When losses continued to accelerate, Mutter calculated that newspaper stocks had shed $3.9 billion in value in just the first 10 trading days of July, leading to the disappearance of more than 35 percent of those companies’ combined stock price in 2008 alone.
It’s been nearly 2 1/2 years since the much-missed Molly Ivins observed of media moguls that, “for some reason, they assume people will want to buy more newspapers if they have less news in them and are less useful.”

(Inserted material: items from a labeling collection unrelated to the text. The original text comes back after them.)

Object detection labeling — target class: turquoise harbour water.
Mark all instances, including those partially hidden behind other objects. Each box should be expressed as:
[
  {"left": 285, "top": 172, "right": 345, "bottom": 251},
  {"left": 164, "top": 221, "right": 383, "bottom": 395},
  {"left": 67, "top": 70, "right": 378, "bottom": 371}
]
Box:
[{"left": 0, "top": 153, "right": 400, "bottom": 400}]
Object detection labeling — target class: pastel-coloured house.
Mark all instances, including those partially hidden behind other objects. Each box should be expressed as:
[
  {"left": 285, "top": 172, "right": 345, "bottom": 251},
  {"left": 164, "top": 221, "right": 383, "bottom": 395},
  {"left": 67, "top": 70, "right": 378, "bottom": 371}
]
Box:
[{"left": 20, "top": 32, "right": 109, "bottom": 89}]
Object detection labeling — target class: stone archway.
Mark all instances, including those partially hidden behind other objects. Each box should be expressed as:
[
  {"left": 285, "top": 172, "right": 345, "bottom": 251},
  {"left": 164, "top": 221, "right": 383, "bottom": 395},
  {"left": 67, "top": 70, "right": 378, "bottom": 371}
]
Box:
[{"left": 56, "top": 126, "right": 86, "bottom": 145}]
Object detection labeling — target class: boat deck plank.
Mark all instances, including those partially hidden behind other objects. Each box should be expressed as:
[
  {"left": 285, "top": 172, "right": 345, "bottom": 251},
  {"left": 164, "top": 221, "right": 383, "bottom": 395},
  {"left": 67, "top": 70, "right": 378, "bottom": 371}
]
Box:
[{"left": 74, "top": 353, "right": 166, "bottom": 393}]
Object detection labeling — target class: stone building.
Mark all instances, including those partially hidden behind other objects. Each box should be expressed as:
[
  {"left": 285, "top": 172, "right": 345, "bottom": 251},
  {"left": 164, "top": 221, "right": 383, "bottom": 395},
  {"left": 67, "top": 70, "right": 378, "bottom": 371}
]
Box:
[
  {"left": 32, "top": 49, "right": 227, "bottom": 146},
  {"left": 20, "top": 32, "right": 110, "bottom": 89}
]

And yet the strategy continues unabated.
The accountants may tell you that the logical thing to do is to cut expenses in line with declining revenue, but I’m pretty damn sure newspaper publishers would be better off heeding Ivans’ commonsense observations than those of the bean counters. The newspaper industry is in the midst of a rapid and dramatic transformation that does not have to lead to its death. Now is the time for innovation and risk taking; those who gamble right will win and thrive, while those who gamble wrong may perish. But those who don’t gamble at all—who merely continue to do the same old thing, but less of it—will slowly and surely drift off into oblivion, their own obituary dominating the front page of their final edition.
And that’s a death without dignity.
Personally, I’m rooting for the Times and the P-I to gamble right. I know there are some at those papers who take my relentless criticism as some form of deep seated hostility, but I’m a child of Watergate, an avid newspaper consumer who grew up idolizing reporters. Yeah, sure, I’m a tough critic… but only because I care.
And if anybody in management at either daily ever wants to sit down and talk with me about my ideas for reimagining the newspaper business (some of which don’t even include hiring me), I’m always up for a cup of coffee or a beer. You know how to reach me.